The financial crisis threw many employees out of a job, many times through no fault of their own. Yet a number of companies with positions to fill have stated that the unemployed need not bother to apply.

 As an article yesterday in the Philadelphia Inquirer noted, some employers feel that people who fail to find a job after months of looking probably have “something wrong” with them. In addition, the article noted, companies worry that unemployed workers fall behind in job skills, especially when one in three job seekers has been out of work for more than a year.

 Is that an accurate assumption? “It’s always tempting to give an ‘on the one hand’ and ‘on the other hand’ response to such practices, but in this case, there really seems to be only one hand. This is a bad idea,” states Wharton management professor Peter Cappelli. “I’m sure what these employers are thinking is that people who lost their jobs did so because employers didn’t think they were good workers. The essence of a recession like this one, though, is that lots of people lose their jobs” because, for example, the plant closes, the company fails or the employer offers buy-outs.

 And what about those people already employed who companies say they want to hire? These employees may be difficult to work with, or failing at what they do and therefore want “to get out before they are fired. Why is that an advantage?” asks Cappelli, director of Wharton’s Center for Human Resources.

 Wharton management professor Matthew Bidwell agrees that excluding the unemployed from applying for jobs is bad business. “This is clearly a terrible development from a public policy point of view,” he says. Yes, he acknowledges, workers’ skills “may atrophy during the time that they spend in unemployment. The longer that people are out of the workforce, the harder it is for them to get back in. But when employers start putting up barriers towards people returning to the workforce, that problem will just be exacerbated. We need mechanisms to make it easier for people to get back into work following unemployment, not harder. Policies like this raise the risk that we end up with a generation of people who struggle to ever get back to work again.”

 At the same time, Bidwell suggests that this bias may seem rational from employers’ perspectives. “There is a famous paper by Bob Gibbons at MIT and Larry Katz at Harvard where they show that laid off workers did much better when their entire plant closed, versus when there was a partial layoff. The inference was that employers were worried that it was only the weaker workers who were being laid off — unless the layoff was clearly no fault of their own. It is a sensible inference that, on average, unemployed workers are those the employer was most willing to let go. Screening them out may save a little time for the employer.

 “But on average conceals a huge amount of variation,” he notes. Aside from people losing their jobs because their company or division was closed down, some people just may not have gotten along with their boss for reasons beyond their control. By ruling those workers out, companies could miss an opportunity to hire very able workers. “This could make sense when firms feel so overwhelmed with good applicants that they don’t mind [excluding] some strong candidates, or when firms feel very uneasy about their ability to differentiate strong versus weak candidates and have to rely on hard evidence instead.”

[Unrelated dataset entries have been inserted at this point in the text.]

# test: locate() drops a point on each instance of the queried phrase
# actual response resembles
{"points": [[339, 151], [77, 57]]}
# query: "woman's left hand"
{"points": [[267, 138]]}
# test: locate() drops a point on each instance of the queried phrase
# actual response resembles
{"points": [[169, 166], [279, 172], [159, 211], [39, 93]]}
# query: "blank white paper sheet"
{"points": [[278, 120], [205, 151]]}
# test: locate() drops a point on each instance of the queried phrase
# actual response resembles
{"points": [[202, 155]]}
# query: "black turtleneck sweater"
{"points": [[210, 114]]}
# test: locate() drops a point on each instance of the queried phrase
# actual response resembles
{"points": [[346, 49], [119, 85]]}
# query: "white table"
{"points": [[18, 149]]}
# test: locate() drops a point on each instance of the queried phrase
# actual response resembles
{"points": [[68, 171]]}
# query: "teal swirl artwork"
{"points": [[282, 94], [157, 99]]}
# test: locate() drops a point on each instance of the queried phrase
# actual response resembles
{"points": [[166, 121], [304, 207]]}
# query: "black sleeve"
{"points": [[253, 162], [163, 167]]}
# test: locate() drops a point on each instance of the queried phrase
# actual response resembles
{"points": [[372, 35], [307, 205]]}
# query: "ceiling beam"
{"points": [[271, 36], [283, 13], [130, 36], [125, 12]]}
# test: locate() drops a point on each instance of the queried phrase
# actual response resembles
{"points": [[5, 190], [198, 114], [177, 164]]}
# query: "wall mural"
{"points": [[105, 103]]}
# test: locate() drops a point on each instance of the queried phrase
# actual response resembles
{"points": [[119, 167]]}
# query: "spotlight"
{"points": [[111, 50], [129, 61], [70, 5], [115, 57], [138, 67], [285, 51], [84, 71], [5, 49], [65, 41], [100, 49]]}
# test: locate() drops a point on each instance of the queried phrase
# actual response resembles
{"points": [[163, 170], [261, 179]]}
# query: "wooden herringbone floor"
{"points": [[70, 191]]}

 Meanwhile, as the Inquirer article notes, the U.S. Equal Employment Opportunity Commission held a hearing in Washington, D.C., last month in an attempt to decide whether telling the unemployed not to apply for a particular job “amounts to intentional or inadvertent discrimination” against minorities, the disabled and workers over age 40. 

 Says Bidwell: The decision by some employers to sidestep the unemployed “is an understandable but very worrying development.”